This is wrong for calculating the net force... first find the net x-component of the force acting on the charge (so add the two components due to each charge)... then find the net y-component (only one charge needs to be considered here since the charge on the x-axis only contributes an x-component)...

Then use the pythogrean theorem...
 
  • #3
If they are straight on the x-axis just out 3.0m and the other one straight up on the y-axis just up 3.0 m...then doesn't that make them 90 degree angles? meaning no x component on the charge on the y-axis and then for the charge on the x-axis there is no y component?
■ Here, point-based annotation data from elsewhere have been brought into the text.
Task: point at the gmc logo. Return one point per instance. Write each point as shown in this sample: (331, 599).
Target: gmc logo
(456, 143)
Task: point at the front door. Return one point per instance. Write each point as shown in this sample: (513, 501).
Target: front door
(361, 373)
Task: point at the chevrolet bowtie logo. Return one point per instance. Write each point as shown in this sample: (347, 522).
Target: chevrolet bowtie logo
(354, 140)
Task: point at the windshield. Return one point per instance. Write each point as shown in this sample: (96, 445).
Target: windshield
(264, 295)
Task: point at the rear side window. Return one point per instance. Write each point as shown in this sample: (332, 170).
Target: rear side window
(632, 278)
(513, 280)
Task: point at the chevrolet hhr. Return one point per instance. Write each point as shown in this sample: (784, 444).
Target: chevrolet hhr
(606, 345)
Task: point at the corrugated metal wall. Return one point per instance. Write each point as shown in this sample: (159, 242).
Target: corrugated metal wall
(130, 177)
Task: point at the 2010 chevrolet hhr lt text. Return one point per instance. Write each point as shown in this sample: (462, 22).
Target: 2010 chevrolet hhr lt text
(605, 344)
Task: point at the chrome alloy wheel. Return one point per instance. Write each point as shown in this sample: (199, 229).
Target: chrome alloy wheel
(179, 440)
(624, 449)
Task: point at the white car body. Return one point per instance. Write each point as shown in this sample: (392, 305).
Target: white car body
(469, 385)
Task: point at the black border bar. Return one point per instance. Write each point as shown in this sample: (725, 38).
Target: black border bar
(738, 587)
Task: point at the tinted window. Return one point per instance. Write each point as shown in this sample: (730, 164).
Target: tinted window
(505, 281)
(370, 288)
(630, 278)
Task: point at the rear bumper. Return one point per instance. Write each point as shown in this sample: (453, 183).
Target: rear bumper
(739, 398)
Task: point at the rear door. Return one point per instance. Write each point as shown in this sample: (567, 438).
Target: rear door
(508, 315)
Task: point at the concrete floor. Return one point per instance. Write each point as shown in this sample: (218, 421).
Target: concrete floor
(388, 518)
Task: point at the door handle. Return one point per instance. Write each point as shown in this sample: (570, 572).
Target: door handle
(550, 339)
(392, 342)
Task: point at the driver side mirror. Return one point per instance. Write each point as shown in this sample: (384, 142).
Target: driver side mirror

So, just a charge 3.0 m out at 0 degrees and one 3.0m up at 90 degrees?
Thus only the .29 and .72 (clearly it is wrong, but i am not getting how to calculate otherwise).

Thanks!
 
  • #4
itsagulati said:
If they are straight on the x-axis just out 3.0m and the other one straight up on the y-axis just up 3.0 m...then doesn't that make them 90 degree angles? meaning no x component on the charge on the y-axis and then for the charge on the x-axis there is no y component?

So, just a charge 3.0 m out at 0 degrees and one 3.0m up at 90 degrees?
Thus only the .29 and .72 (clearly it is wrong, but i am not getting how to calculate otherwise).

Thanks!

The charge at (0,3) exerts both an x and y component on the charge at (3,0)...

The question is asking for the force on the charge at (3,0)... not the force on the charge at (0,0)
 
  • #5
Ok so i was just not htinking in vectors...but here is what i have (i only have one more chance at this before it is due so i am trying to be cautious).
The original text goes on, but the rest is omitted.